Atelopus pastuso
- Conservation status: Critically endangered, possibly extinct (IUCN 3.1)

Scientific classification
- Kingdom: Animalia
- Phylum: Chordata
- Class: Amphibia
- Order: Anura
- Family: Bufonidae
- Genus: Atelopus
- Species: A. pastuso
- Binomial name: Atelopus pastuso Coloma, Duellman, Almendáriz, Ron, Terán-Valdez & Guayasamin, 2010

= Atelopus pastuso =

- Authority: Coloma, Duellman, Almendáriz, Ron, Terán-Valdez & Guayasamin, 2010
- Conservation status: PE

Species of amphibian

Atelopus pastuso, commonly known as the Pastuso Harlequin Frog, is a species of frog in the family Bufonidae. It has not been seen since 1993, and is possibly extinct.

==Taxonomy==
Atelopus pastuso was described in 2010. The specific name pastuso is from a Spanish word for inhabitants of the Pasto region of southern Colombia and northern Ecuador.

==Description==
Atelopus pastuso is a medium-sized member of its genus, with males being an average of 31.82 mm long and females being larger at an average of 38.68 mm. Males and females also differ in that females have long, slender limbs, while males have much shorter and stouter ones. The color of their dorsal side ranges from a bright green, to a grayish color, to nearly black.

==Habitat and Distribution==
The range of Atelopus pastuso extends from Nariño Department in southern Colombia and Imbabura Province in northern Ecuador. They inhabit the páramo, and are terrestrial.

==Diet==
Atelopus pastuso eats both vegetation and insects.

==History==
Atelopus pastuso was once a common species in its locality, but it experienced a dramatic decline in the past several decades. The last individuals in Colombia were seen on November 16, 1982. The last living individuals in Ecuador were seen on June 29, 1993. Extensive searches since then have failed to turn up any individuals. In 2010, Atelopus pastuso was classed as a new species, and was declared Critically Endangered and possibly extinct by the IUCN.

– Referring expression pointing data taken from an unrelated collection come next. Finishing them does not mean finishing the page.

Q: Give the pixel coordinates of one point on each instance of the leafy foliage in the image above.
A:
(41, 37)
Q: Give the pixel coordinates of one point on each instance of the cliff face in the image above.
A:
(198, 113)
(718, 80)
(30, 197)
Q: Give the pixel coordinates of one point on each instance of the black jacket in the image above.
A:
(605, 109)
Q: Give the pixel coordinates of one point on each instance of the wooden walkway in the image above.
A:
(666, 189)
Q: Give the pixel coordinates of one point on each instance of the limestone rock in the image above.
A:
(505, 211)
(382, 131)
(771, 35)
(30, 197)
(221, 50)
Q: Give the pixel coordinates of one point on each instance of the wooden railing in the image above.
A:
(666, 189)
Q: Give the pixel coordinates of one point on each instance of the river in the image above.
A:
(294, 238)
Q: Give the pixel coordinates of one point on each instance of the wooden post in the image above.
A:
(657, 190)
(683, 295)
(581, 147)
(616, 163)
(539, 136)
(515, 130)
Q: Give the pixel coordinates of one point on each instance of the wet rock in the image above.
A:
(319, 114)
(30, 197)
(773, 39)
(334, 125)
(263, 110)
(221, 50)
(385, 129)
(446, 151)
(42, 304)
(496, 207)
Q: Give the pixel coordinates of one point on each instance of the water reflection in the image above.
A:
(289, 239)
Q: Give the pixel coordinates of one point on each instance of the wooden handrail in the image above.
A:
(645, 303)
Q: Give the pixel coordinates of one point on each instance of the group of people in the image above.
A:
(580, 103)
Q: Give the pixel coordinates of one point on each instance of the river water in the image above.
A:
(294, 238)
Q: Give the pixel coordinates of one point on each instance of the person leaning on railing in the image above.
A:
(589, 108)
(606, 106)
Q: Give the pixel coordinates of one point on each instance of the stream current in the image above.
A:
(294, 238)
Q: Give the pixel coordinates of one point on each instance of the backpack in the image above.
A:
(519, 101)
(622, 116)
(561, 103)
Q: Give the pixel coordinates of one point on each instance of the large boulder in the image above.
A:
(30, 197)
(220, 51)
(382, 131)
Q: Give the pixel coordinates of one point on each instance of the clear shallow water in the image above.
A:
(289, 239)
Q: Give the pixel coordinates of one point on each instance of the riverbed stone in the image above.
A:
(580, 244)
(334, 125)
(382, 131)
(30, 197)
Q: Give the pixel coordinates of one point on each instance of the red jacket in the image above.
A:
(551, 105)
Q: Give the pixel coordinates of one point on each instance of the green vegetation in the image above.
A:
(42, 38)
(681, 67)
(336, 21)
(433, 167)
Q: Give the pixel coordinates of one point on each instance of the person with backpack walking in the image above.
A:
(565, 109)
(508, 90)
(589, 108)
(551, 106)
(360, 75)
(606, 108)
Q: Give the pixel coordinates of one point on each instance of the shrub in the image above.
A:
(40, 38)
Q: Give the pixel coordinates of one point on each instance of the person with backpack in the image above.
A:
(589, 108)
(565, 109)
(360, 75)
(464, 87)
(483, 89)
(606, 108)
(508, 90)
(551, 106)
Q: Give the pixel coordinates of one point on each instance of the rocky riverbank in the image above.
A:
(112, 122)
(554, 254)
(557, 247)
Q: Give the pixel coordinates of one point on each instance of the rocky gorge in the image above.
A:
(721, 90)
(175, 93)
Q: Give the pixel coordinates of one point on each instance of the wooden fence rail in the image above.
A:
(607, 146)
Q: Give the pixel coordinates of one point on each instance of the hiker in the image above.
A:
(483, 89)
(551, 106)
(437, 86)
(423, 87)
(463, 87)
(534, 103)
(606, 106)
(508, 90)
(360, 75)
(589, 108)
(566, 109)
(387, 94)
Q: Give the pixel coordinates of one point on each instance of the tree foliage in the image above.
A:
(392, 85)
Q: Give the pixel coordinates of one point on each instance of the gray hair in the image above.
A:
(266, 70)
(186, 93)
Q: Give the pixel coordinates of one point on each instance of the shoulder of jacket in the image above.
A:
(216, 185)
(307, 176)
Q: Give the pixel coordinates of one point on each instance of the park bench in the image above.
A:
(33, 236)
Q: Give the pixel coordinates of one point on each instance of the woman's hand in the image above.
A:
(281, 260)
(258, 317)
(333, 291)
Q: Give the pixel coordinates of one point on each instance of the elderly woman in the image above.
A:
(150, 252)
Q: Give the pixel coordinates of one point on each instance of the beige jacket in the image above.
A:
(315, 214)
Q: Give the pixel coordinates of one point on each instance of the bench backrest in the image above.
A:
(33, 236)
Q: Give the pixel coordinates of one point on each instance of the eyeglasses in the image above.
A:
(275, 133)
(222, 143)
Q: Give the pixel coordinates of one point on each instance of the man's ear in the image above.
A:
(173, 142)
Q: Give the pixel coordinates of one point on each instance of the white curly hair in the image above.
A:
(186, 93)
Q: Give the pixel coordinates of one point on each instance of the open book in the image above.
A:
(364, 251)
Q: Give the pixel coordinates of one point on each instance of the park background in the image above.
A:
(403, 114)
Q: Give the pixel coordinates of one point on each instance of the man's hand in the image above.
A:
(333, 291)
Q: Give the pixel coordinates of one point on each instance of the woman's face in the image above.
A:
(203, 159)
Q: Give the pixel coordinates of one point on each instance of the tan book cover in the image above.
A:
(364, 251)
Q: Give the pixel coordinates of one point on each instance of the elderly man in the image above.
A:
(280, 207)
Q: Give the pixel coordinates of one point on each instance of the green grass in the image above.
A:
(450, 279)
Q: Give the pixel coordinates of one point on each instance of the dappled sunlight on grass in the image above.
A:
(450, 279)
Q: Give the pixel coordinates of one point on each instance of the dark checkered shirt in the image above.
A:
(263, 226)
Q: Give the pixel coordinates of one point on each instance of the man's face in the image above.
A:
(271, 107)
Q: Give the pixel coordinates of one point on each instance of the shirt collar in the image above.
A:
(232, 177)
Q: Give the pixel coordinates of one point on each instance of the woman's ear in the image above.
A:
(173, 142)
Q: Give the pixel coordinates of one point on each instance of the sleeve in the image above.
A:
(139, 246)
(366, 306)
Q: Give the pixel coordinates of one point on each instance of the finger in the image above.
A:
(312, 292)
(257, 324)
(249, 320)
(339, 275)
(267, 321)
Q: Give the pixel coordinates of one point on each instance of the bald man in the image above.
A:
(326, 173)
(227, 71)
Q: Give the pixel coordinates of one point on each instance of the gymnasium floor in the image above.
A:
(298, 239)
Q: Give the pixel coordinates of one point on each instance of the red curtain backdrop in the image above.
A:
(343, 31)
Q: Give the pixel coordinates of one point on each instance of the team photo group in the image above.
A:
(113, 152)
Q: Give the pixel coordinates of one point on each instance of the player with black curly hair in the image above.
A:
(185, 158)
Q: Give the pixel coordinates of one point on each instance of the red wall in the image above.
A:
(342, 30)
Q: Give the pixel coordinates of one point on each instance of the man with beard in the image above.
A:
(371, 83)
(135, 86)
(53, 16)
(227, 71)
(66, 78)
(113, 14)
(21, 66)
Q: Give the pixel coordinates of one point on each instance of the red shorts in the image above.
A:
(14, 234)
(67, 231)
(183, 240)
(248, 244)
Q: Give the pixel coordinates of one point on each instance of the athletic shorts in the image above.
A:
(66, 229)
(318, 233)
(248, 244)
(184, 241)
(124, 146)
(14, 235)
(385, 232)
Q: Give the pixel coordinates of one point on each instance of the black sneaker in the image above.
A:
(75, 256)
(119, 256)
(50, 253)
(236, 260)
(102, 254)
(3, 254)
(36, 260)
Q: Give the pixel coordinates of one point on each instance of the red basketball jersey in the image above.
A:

Disease may have played a role in the species' decline. In Ecuador, several unhealthy and deceased individuals were seen before the disappearance of Atelopus pastuso. In 2001, three specimens were examined, and all tested positive for chytridiomycosis. It's believed that climate change and habitat loss could have also led to Atelopus pastuso's decline.